Blood donors are not representative for the general population because persons with diagnoses or medication use that influence donor or blood recipient safety are excluded. They may still be relevant as controls for persons with inflammatory arthritis because there are few restrictions related to symptoms of everyday musculoskeletal complaints or osteoarthritis, and symptoms that are not associated with serious diagnoses [40]. Furthermore, the statistical models were adjusted for age and sex to account for the differences between the persons with RA and controls.

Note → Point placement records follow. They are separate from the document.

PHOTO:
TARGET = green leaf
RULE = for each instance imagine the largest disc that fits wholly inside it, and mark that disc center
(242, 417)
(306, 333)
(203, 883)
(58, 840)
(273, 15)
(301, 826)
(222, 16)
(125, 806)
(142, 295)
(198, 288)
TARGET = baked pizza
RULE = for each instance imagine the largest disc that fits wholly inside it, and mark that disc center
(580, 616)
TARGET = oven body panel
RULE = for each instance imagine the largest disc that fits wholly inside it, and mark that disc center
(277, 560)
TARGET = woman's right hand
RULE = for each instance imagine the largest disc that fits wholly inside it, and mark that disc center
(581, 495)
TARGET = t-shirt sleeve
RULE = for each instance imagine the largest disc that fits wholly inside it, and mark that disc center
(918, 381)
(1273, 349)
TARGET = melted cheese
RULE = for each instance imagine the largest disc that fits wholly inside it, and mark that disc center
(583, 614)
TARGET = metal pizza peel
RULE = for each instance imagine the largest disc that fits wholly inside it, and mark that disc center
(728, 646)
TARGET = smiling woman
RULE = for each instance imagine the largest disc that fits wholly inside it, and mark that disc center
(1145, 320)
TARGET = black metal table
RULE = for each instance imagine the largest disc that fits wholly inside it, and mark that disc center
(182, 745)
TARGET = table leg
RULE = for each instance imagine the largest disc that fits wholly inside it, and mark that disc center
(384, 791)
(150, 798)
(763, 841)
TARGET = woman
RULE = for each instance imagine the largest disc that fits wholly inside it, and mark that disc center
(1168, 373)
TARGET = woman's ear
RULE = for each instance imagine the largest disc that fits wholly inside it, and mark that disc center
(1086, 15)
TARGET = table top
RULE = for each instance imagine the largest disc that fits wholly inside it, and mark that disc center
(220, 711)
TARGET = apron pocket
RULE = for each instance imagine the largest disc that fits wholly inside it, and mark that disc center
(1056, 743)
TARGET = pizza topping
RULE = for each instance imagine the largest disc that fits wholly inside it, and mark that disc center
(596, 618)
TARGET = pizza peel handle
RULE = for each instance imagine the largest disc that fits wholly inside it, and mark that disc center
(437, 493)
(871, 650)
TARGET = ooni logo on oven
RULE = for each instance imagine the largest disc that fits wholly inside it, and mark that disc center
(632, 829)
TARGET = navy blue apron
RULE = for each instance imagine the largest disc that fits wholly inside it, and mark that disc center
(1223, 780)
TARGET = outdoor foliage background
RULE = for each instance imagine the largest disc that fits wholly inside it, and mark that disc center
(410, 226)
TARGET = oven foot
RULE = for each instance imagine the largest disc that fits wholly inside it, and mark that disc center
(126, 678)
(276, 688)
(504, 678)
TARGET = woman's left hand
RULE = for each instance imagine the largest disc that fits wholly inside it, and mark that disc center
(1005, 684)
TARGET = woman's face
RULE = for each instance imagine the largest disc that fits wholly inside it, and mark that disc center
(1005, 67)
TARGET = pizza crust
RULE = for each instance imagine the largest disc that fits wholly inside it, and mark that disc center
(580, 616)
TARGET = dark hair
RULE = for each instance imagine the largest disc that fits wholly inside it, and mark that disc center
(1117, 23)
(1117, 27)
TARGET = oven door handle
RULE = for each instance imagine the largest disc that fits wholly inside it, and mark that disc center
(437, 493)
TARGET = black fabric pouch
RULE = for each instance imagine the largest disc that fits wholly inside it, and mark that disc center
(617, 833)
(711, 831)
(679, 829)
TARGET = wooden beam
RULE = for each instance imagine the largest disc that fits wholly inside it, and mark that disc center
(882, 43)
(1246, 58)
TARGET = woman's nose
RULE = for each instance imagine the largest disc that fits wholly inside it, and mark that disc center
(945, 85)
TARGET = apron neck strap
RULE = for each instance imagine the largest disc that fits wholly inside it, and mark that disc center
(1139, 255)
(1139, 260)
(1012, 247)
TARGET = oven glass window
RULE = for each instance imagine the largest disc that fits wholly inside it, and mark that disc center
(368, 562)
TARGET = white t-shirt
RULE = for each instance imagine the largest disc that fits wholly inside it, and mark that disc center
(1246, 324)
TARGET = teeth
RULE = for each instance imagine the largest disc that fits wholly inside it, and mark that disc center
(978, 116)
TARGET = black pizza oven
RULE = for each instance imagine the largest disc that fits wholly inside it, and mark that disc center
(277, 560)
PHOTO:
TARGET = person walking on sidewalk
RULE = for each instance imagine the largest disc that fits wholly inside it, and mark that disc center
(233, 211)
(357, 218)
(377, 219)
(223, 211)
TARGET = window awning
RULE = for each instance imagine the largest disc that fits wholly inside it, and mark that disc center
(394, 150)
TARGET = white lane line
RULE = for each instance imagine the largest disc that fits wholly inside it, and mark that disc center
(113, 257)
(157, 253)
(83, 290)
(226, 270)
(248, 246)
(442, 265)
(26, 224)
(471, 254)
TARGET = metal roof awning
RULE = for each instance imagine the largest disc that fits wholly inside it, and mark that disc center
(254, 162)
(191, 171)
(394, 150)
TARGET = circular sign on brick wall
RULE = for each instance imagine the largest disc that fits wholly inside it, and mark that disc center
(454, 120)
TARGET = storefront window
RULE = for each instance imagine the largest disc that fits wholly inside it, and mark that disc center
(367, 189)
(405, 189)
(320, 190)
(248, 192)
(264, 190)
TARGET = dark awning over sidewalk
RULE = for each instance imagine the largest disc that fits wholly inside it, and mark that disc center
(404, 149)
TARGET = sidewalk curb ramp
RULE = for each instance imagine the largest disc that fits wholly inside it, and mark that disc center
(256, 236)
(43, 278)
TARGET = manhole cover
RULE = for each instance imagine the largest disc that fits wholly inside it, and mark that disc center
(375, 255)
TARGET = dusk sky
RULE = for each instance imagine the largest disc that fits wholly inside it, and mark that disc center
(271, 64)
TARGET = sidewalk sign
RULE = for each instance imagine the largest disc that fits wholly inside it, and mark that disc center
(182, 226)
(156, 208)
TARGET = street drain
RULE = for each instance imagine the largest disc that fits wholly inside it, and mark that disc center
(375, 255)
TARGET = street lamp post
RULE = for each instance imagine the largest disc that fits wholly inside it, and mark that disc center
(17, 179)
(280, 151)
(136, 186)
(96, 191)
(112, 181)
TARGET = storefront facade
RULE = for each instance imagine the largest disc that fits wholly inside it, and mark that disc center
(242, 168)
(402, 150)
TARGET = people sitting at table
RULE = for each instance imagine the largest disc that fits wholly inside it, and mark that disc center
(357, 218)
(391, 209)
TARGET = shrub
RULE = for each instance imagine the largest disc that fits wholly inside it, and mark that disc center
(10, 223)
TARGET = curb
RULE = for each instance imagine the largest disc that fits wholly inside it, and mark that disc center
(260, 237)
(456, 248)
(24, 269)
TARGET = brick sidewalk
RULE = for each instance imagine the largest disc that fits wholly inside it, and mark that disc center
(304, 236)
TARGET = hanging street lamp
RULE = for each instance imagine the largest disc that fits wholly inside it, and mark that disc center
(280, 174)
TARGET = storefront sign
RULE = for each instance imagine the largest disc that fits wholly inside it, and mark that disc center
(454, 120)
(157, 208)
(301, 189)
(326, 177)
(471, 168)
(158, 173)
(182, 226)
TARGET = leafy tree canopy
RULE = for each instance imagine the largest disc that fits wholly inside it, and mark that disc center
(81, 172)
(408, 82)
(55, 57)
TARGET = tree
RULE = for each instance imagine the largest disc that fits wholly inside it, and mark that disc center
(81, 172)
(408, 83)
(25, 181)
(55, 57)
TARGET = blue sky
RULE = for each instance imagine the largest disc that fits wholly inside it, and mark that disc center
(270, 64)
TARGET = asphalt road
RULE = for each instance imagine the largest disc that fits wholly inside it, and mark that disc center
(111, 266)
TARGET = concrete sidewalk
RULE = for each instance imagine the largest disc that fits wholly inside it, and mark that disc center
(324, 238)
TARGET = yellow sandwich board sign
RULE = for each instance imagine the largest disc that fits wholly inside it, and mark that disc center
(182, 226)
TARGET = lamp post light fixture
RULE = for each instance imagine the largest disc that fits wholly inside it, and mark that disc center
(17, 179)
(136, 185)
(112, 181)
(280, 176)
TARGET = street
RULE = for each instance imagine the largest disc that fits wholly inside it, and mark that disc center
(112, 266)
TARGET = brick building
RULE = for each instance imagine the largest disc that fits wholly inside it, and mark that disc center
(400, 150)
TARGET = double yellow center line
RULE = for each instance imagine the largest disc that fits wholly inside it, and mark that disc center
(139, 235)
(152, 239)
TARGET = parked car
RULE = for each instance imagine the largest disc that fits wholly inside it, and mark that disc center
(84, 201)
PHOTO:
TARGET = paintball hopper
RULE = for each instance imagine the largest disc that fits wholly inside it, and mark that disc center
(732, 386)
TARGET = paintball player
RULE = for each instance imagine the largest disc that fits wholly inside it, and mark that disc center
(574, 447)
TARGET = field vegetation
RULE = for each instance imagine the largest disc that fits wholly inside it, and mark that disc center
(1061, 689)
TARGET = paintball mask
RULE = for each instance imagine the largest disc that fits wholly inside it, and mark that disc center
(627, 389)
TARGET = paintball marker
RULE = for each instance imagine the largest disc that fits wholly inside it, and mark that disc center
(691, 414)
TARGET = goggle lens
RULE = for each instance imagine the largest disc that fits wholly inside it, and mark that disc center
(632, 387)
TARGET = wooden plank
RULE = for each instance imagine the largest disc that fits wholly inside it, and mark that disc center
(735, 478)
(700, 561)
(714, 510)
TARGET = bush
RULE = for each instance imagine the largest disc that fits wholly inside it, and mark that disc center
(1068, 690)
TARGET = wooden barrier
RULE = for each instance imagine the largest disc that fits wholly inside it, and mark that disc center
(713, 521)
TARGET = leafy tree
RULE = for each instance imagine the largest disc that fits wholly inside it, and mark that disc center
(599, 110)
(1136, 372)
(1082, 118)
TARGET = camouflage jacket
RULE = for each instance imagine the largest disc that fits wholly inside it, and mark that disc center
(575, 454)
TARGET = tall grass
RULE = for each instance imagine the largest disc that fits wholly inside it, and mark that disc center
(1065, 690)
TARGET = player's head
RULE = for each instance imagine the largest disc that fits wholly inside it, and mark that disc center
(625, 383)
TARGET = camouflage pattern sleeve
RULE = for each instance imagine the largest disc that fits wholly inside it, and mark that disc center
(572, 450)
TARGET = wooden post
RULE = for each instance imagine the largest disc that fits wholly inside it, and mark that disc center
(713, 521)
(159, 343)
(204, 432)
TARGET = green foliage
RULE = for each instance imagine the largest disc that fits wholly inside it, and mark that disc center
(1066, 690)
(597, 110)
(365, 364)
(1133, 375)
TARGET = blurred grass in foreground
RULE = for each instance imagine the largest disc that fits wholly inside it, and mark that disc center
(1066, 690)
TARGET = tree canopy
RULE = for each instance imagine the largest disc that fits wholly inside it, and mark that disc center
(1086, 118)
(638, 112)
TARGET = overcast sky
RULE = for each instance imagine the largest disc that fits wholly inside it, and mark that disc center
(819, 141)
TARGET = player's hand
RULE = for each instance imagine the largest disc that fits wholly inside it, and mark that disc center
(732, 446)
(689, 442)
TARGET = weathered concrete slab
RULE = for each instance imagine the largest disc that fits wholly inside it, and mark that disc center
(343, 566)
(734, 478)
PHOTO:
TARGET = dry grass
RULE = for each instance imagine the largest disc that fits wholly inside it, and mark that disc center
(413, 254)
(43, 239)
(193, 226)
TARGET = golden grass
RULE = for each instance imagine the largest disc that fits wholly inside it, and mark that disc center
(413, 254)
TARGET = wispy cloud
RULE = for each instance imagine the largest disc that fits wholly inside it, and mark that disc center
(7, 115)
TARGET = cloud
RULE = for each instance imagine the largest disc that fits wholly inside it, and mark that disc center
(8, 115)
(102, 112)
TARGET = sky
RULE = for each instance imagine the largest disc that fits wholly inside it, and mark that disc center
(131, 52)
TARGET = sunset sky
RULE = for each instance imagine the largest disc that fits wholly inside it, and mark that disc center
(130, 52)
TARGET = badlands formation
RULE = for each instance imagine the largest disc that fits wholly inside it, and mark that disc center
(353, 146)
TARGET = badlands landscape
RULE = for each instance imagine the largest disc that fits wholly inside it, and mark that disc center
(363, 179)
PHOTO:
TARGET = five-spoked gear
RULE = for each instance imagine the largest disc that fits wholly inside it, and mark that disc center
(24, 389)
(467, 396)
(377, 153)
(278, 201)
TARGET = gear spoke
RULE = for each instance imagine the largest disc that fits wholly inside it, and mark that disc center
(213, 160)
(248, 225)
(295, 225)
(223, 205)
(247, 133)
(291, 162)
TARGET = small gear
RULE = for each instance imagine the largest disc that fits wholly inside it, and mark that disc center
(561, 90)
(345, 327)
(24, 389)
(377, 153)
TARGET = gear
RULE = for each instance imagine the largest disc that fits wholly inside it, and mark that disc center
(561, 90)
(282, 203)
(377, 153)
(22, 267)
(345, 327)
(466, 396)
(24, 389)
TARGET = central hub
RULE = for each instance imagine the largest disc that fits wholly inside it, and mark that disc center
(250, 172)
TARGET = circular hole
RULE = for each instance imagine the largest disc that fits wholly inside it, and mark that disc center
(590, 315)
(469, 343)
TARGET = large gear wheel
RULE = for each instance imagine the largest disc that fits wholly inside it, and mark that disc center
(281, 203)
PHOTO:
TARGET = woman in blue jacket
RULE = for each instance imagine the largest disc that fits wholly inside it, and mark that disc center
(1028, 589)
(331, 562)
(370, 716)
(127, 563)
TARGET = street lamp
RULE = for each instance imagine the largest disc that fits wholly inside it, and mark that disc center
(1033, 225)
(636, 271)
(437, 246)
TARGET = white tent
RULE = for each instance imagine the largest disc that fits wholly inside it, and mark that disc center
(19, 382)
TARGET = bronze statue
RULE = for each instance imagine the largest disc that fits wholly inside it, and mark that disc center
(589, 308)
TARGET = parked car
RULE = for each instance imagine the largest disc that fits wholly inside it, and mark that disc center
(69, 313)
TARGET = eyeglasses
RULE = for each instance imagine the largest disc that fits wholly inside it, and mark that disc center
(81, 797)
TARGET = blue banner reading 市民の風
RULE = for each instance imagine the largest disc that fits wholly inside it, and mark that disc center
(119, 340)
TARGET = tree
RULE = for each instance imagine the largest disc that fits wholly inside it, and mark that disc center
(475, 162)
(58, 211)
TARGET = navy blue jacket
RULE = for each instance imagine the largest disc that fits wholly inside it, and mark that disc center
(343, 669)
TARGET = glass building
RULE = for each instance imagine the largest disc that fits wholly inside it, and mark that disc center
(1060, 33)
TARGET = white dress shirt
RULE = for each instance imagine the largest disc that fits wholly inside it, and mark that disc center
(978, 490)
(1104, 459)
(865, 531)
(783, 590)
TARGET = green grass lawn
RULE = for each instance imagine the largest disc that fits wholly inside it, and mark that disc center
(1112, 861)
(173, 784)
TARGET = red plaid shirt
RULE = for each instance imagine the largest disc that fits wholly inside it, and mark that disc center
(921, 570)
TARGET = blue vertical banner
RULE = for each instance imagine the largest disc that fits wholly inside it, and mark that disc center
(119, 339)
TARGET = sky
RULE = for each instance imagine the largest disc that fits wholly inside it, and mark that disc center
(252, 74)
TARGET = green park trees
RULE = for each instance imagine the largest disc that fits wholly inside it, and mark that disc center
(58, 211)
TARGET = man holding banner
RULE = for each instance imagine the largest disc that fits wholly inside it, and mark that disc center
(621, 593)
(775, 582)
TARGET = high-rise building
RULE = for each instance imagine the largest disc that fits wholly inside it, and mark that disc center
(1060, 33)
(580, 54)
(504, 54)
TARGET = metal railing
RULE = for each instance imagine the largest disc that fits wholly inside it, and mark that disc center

We cannot exclude that inclusion of more or other items could have influenced the findings and that there may be residual confounding. The association of the scores with fulfillment of aerobic PA recommendations and the differences in scores between the persons with RA and controls underscore the validity and usefulness of the FasBarPAQ, but the questionnaire is not intended for prediction of this endpoint.

Conclusions

Increased barriers and weaker facilitators may be important reasons for less performance of PA in persons with RA. To help patients achieve their targets for PA, it is important to address their individual barriers and build on their personal facilitators, but also address their levels of perceived stress and depression. The FasBarPAQ provides a simple and quick way for healthcare providers to screen a wide range of facilitators and barriers to PA in individual patients.